My friend Anna says she's sat in shamanic circles who've asked about climate change, What, then, shall we do? A collective hand-wringing of the sensitives, and the answer that came back was, Are you kidding? This is as far beyond your weather-working as it is beyond your science. Do your work. Get clear. Heal and release the whale-wasters and the wounded whales within you, so that you don't yourselves wind up as deniers or self-inflated prophets. Do your work. Heal yourselves. Being will take care of itself.
There is a portal through which all energy must pass, say Anna's guides. What is dying now, and disappearing, will pass through and return in its new forms. White Rhino energy, Bengal Tiger energy, is energy that will find its new shapes in Being. We need to feel, but we do not need to be literalists, mourning as utterly gone something that is finding its way back through the portal. This is so. That this is so means we do not all need to develop the exorbitant eyes of the activist, nor the misty eyes of the professional mourner.
This week a visiting artist came to my class, and there was much potential for flinching: unresolved work, very loose assignment, compassionate stagnation, the great man entering as an outsider with his ideas of greatness. But instead, what arose was a beautiful mirror. Here, Friends, is where you are flinching. Here are your fuzzy edges that help no one.
What does it mean, when from within a kind of trance-state, you produce writing or painting that is in retrospect totally crappy? Does it mean the trance was delusion? Does it mean that craving viable objects as proof of extraordinary states is delusion? When I say, I am making art, what do I mean? If it is an indigenous process, whose doing is its own reward, then, what could it mean to show the results? Is it Bruce Nauman's The True Artist is an Amazing Luminous Fountain?
Is it, witnessing the results of the artist's process is desirable, as a revelation of exalted states that are possible, even if inaccessible to mere non-artists? Is it, making time to view such objects temporarily removes the viewer from the distractions and predilections that otherwise keep her trapped? Is it, the artist triggers in the viewer a resonance of her own awe, her own melancholy, her own knowledge of the whale-harboring ocean from which we all arise?

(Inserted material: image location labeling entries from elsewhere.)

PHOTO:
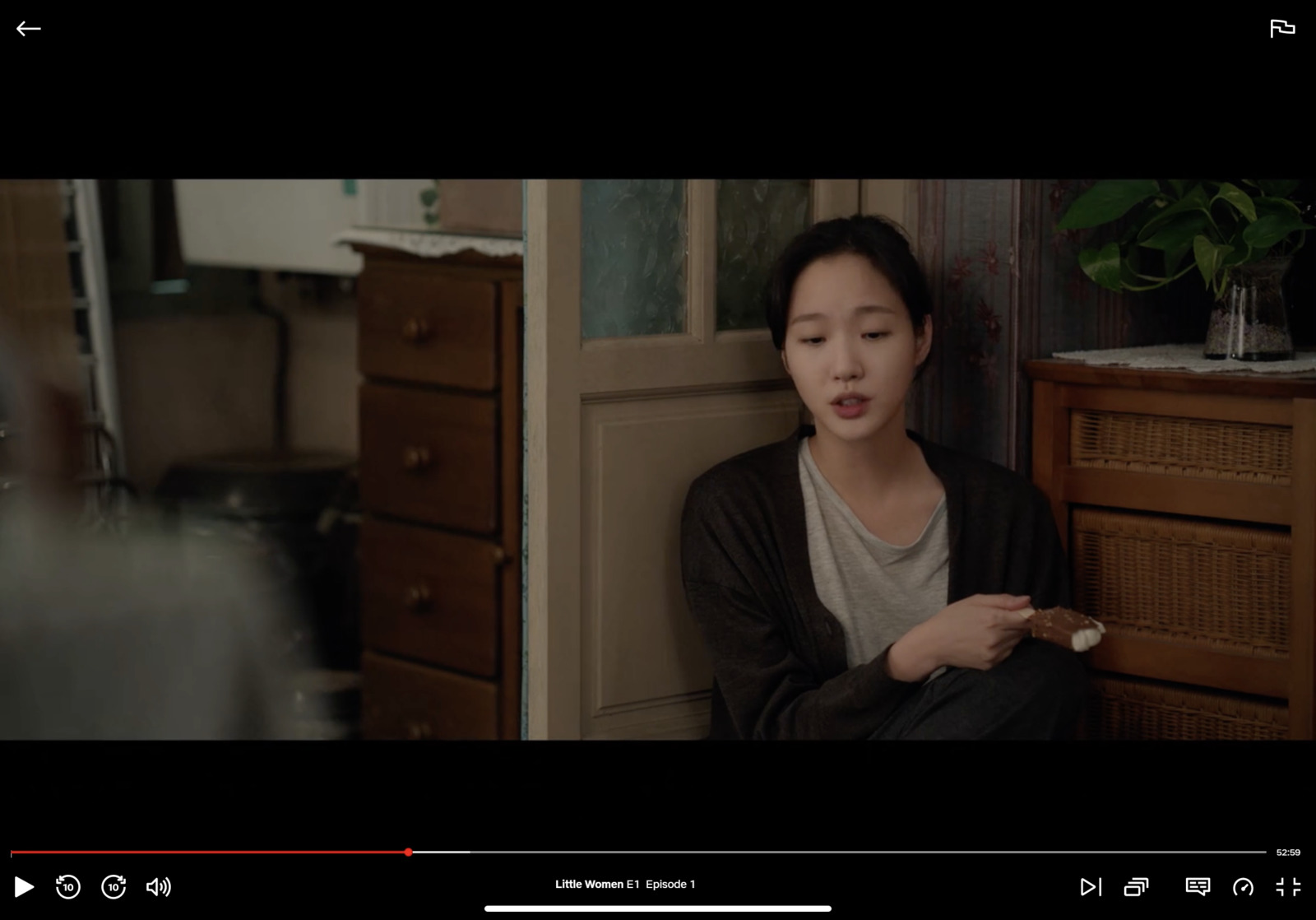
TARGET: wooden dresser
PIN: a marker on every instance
(1188, 503)
(440, 353)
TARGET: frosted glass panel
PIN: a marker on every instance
(632, 257)
(756, 219)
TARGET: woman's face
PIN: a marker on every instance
(850, 346)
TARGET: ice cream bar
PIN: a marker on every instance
(1065, 627)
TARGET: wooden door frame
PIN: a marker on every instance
(553, 403)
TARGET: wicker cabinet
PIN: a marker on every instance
(440, 355)
(1188, 503)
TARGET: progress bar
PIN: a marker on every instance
(862, 852)
(657, 908)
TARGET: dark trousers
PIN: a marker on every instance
(1036, 693)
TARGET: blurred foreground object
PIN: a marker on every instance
(107, 636)
(146, 636)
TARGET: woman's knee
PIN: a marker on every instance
(1054, 670)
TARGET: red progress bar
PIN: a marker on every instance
(407, 852)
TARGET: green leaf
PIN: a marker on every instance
(1277, 206)
(1194, 200)
(1105, 202)
(1278, 187)
(1102, 266)
(1179, 230)
(1208, 256)
(1272, 228)
(1239, 199)
(1175, 239)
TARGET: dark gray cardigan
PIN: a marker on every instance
(780, 662)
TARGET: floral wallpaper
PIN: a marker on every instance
(1008, 289)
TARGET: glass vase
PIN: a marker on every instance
(1252, 322)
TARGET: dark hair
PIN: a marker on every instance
(875, 239)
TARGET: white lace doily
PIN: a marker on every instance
(431, 245)
(1189, 358)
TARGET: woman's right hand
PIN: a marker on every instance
(978, 632)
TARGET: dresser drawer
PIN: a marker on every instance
(1193, 448)
(431, 595)
(412, 702)
(1216, 584)
(431, 457)
(428, 328)
(1124, 709)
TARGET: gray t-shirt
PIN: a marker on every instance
(877, 591)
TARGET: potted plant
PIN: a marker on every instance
(1240, 235)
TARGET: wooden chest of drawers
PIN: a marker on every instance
(1188, 503)
(440, 353)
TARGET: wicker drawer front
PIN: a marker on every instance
(1226, 586)
(431, 457)
(431, 595)
(428, 328)
(1195, 448)
(1127, 709)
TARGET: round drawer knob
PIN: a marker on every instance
(419, 597)
(415, 331)
(416, 458)
(418, 731)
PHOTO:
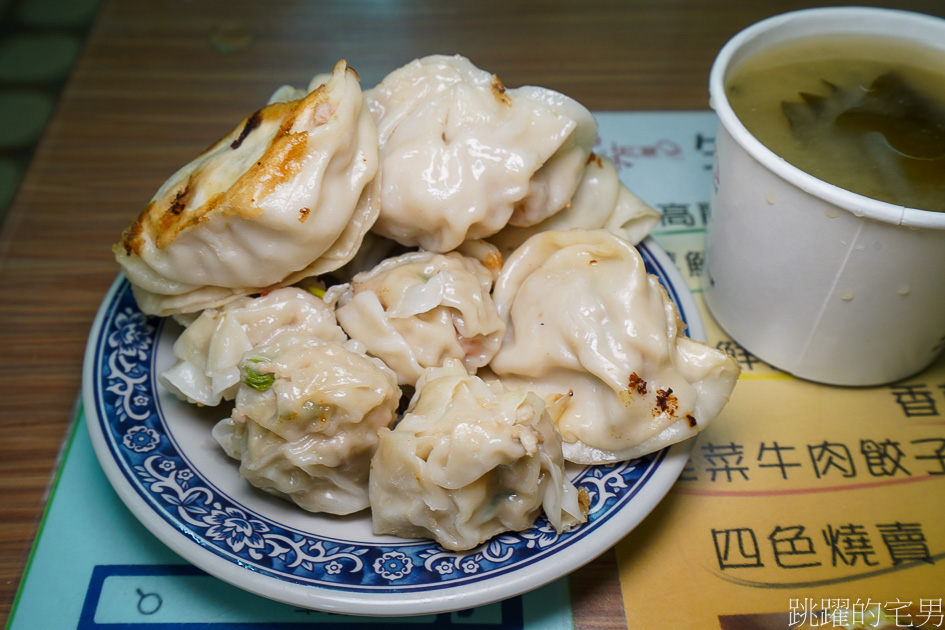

Anyway, what was on the walls was mostly messy, unresolved stuff, some of it sentimentalized, some of it trite, and yet underneath: young people making gestures towards becoming the singing whales of their own oceans. And our visitor, who describes his studio as a cross between a laboratory and a monastery, could see those gestures for what they were, though he could also see laziness & evasiveness, as unsuited to whale-refuge as scaly motel bathtubs.
We flinch from immersion. We flinch from allowing the body-mind to die in life. I lay down on the studio floor, pull the nubbly cotton blanket under my chin, and resolve to die. Dying in the feet: feet don't want to die! Mind wants to think about next week. Dying in the calves: calves don't want to die! Mind wants to think about yesterday night. Dying in the shoulder blades: shoulder blades concede that dying might not be so bad. Breath says, We are dying all the time. Dying in the back of the head, I am dying with all who die, in their beds, in their accidents, in their battlefields, on the end of that harpoon, tail thrashing. Each breath in draws strength from the earth from the sky, each breath out tells those who die that they can do so unflinchingly, and be received. We pass through a portal, into the ocean, and are re-formed.
I walk over the bridge over the White River, and know: Each time dying like this is clearing some of the madness from the world. Souls surrendered to the river do not hoard, recriminate, or shoot pain into others. The water flows very slowly south to the ocean, brown-emerald, clear all the way to the bottom.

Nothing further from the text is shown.